My husband and I have always had a mixed romance. Me, soft, curvy, “Rubenesque,” as he drooled on one of our first dates; him, lean, muscular, given to wearing tight white Gap T-shirts. I can’t seem to get my sultry bosom over my heaving bosom, and thus the fantasy I’ve always had of strutting around my boyfriend’s apartment looking “cute” in his oversized tank tops and boxers (it’s Harry who steals my sweaters, it turns out).
I always had this ridiculous patriarchal belief that I had to be small to get a man, that a guy would only find me attractive if he could hold me in his arms like King Kong. Then I met Harry and was reminded that not all guys are so shallow or empty.
Ironically, it was his love for me, with all my dimples and wobbly glory, that set me on the path to self-acceptance and made me realize that I deserve to exist and be happy no matter what my body looks like.
But I know our mixed romance surprises some people. There are friends who would never be rude enough to mention my size, but who often comment on his. “Gosh, doesn’t Harry look slim!” they’ll say when we meet for lunch. Usually my husband eats some kind of lean protein and salad while I tuck into the bread basket. “He always looks slim,” I point between bites. “Now pass me the butter.”
As a plus-size woman who loves to parade around in a bikini on social media, I’m used to the fatphobia faced by Nicola Coughlan (who, let’s face it, isn’t fat at all).

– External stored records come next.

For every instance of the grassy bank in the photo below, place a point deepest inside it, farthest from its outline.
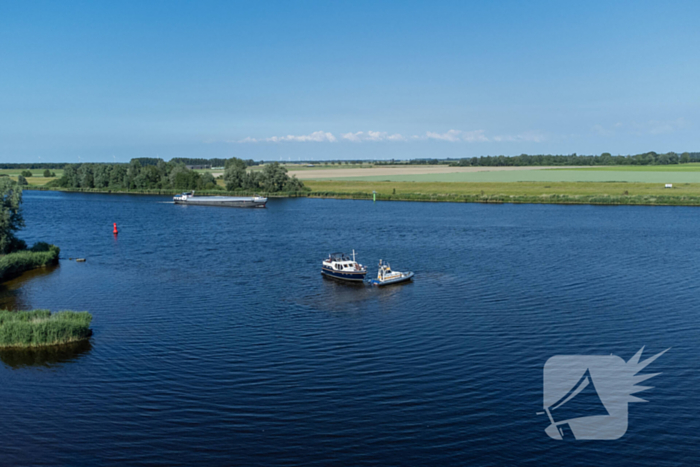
(40, 255)
(40, 327)
(686, 194)
(514, 192)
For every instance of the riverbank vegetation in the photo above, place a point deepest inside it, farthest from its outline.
(41, 327)
(687, 194)
(15, 258)
(173, 175)
(38, 256)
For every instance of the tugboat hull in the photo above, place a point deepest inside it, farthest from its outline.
(345, 275)
(406, 277)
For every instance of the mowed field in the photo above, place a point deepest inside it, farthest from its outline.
(685, 173)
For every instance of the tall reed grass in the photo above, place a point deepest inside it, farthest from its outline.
(40, 255)
(41, 327)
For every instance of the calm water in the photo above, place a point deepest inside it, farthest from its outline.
(218, 342)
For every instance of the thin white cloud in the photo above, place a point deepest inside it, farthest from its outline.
(651, 127)
(525, 137)
(452, 136)
(315, 137)
(361, 136)
(455, 136)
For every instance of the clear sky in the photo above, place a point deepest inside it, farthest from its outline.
(104, 81)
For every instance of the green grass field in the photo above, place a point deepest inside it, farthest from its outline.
(554, 175)
(36, 179)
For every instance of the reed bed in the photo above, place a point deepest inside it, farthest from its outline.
(39, 328)
(40, 255)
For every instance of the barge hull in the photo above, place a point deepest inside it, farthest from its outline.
(232, 203)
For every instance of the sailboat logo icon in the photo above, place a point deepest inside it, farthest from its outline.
(586, 396)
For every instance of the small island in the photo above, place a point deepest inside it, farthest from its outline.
(41, 327)
(22, 329)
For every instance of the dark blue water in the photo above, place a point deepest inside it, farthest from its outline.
(217, 341)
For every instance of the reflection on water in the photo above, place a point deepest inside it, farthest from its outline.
(45, 356)
(15, 292)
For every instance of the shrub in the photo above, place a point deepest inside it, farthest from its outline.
(40, 255)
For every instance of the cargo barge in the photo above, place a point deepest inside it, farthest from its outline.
(225, 201)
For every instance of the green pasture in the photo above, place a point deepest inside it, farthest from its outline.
(693, 167)
(505, 188)
(538, 175)
(36, 179)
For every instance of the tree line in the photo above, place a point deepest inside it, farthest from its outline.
(174, 175)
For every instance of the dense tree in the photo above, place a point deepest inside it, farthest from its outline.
(11, 219)
(234, 173)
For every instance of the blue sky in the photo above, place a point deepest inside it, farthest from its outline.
(104, 81)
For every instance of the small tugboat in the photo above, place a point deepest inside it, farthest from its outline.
(228, 201)
(386, 276)
(340, 266)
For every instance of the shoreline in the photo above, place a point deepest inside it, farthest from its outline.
(565, 199)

Declan Rice’s girlfriend Lauren Fryer, pictured, was the target of comments about her weight by disgusting internet trolls earlier this year
Fred and Wilma Flintstone show how the dynamic between a fat man and a thin woman is a phenomenon on television
I am often belittled by strangers for my body; recently, while jogging along the river, a man decided to yell “run, fatso, run” at me, as if this would make both of our days better. For the record, he was sitting on his behind and doing nothing but smoking a cigarette.
I regularly get messages from anonymous trolls detailing how disgusting they find me and how little they want to have sex with me. It’s quite chilling that it never occurs to them that I wouldn’t want to have sex with them.

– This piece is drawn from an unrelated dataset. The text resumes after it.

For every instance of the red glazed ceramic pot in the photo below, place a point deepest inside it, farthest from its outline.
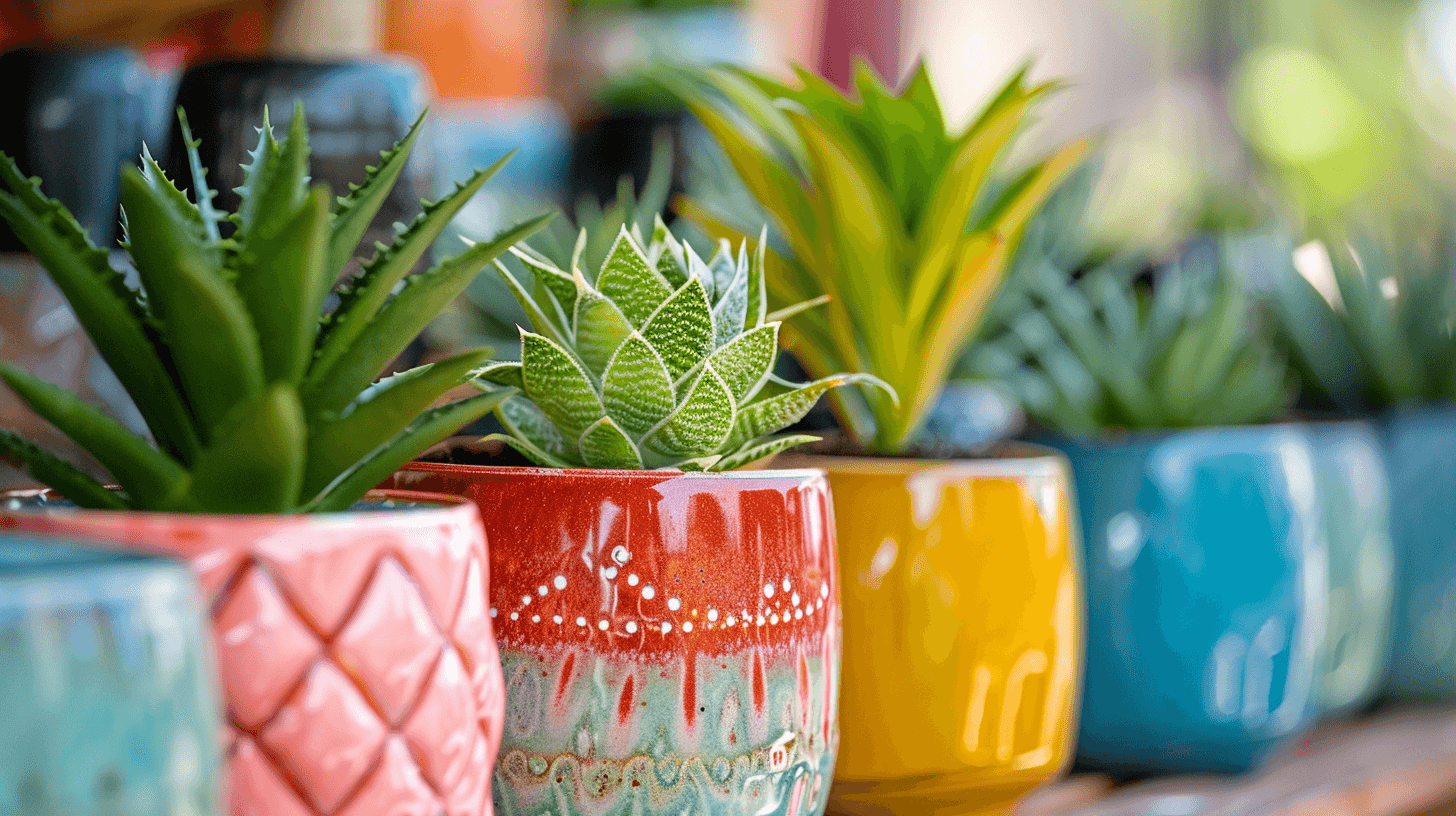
(670, 640)
(355, 650)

It’s enough to misquote Winston Churchill: “I may be fat, but in the morning I have hash browns for breakfast and you’re still a nasty little misogynist.” Our obsession with women’s bodies is indeed all-encompassing and exhausting. It’s not just weight differences that are discussed in relationships, but height and age differences too.

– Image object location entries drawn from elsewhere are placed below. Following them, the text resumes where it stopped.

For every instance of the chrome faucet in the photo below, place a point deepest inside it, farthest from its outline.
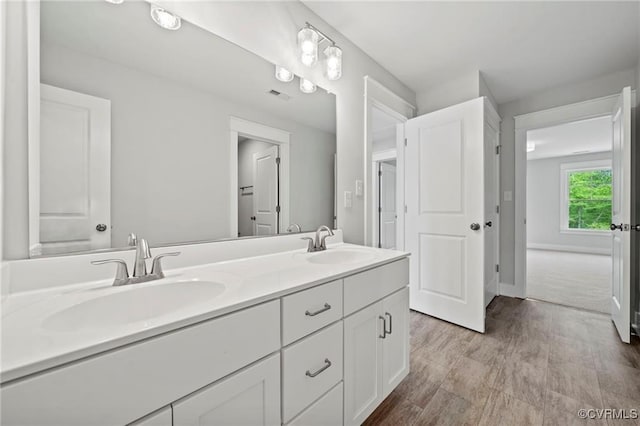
(140, 274)
(320, 243)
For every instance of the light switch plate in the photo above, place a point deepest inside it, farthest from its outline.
(359, 188)
(348, 199)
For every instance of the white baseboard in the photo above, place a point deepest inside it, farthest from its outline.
(511, 290)
(572, 249)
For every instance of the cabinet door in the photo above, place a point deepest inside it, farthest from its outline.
(362, 363)
(395, 345)
(249, 397)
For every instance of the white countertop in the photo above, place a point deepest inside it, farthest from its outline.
(29, 346)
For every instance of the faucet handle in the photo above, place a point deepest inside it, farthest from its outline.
(156, 266)
(122, 273)
(310, 246)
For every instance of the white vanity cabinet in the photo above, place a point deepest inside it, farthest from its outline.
(249, 397)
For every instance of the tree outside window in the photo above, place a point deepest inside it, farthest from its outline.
(589, 199)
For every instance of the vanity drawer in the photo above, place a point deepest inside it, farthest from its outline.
(327, 411)
(367, 287)
(310, 368)
(310, 310)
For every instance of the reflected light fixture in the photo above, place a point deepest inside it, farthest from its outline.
(307, 86)
(334, 62)
(283, 74)
(531, 146)
(309, 39)
(165, 19)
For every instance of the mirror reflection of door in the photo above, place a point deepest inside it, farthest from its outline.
(387, 215)
(75, 147)
(258, 179)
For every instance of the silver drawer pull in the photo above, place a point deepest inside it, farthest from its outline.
(313, 314)
(327, 364)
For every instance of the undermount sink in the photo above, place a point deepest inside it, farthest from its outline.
(339, 256)
(134, 305)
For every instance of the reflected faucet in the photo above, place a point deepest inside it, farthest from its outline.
(320, 243)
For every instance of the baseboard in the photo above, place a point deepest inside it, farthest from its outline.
(511, 290)
(572, 249)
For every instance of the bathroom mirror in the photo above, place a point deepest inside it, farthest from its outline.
(177, 136)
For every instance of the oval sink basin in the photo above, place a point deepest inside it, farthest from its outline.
(133, 305)
(340, 256)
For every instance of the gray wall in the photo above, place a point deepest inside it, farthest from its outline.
(170, 152)
(544, 202)
(591, 89)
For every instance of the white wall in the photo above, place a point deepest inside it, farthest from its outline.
(170, 151)
(582, 91)
(246, 149)
(544, 198)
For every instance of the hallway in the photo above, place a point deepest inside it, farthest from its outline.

I don’t think people realize how incredibly unattractive it is to hear someone comment on someone else’s body. You might as well put a big red flag in the ground next to you that says, “JUDGMENTAL, PERSONALITY-FREE FOOL.”
Which brings me to my biggest problem with Bridgerton (and it has nothing to do with weight). It’s that brilliant, daring Penelope Featherington who would ever want to have sex with the charisma vacuum that is Colin. Now that’s bad casting.